Segundo o decreto, a regulamentação foi criada diante do aumento da busca pelo Pronto Atendimento (PA) para atendimentos de baixa complexidade, especialmente relacionados à obtenção de atestados, o que compromete o atendimento prioritário de casos mais graves. A medida também tem foco na conscientização da população sobre o uso correto dos serviços de saúde.
A partir de agora, a emissão de atestados seguirá a classificação de risco do Protocolo de Manchester. Apenas pacientes classificados como Amarelo, Laranja ou Vermelho — níveis que indicam maior gravidade — terão direito ao atestado imediato. Já pacientes classificados como Verde ou Azul receberão apenas declaração de comparecimento, salvo em exceções justificadas e registradas pelo médico responsável.

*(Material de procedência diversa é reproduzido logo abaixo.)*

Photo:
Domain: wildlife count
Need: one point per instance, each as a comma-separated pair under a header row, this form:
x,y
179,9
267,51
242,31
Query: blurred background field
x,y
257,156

O decreto também define que somente atestados emitidos por meio da plataforma Atesta CFM, do Conselho Federal de Medicina, serão válidos para abono de faltas e processos administrativos. O município poderá verificar a autenticidade dos documentos diretamente no sistema, e atestados fora do padrão serão invalidados.
A legislação estabelece ainda os elementos obrigatórios que devem constar nos atestados, como identificação completa do médico, dados do paciente, CID (quando autorizado), assinatura qualificada e demais informações previstas por normas federais.
Os atestados apresentados por servidores municipais passarão por avaliação da Junta Médica Oficial, que poderá contestá-los em caso de inconsistências, sempre com justificativa técnica. Situações de suspeita de falsidade ou irregularidade serão encaminhadas ao Conselho Regional de Medicina, conforme previsto na Resolução CFM nº 2.382/2024.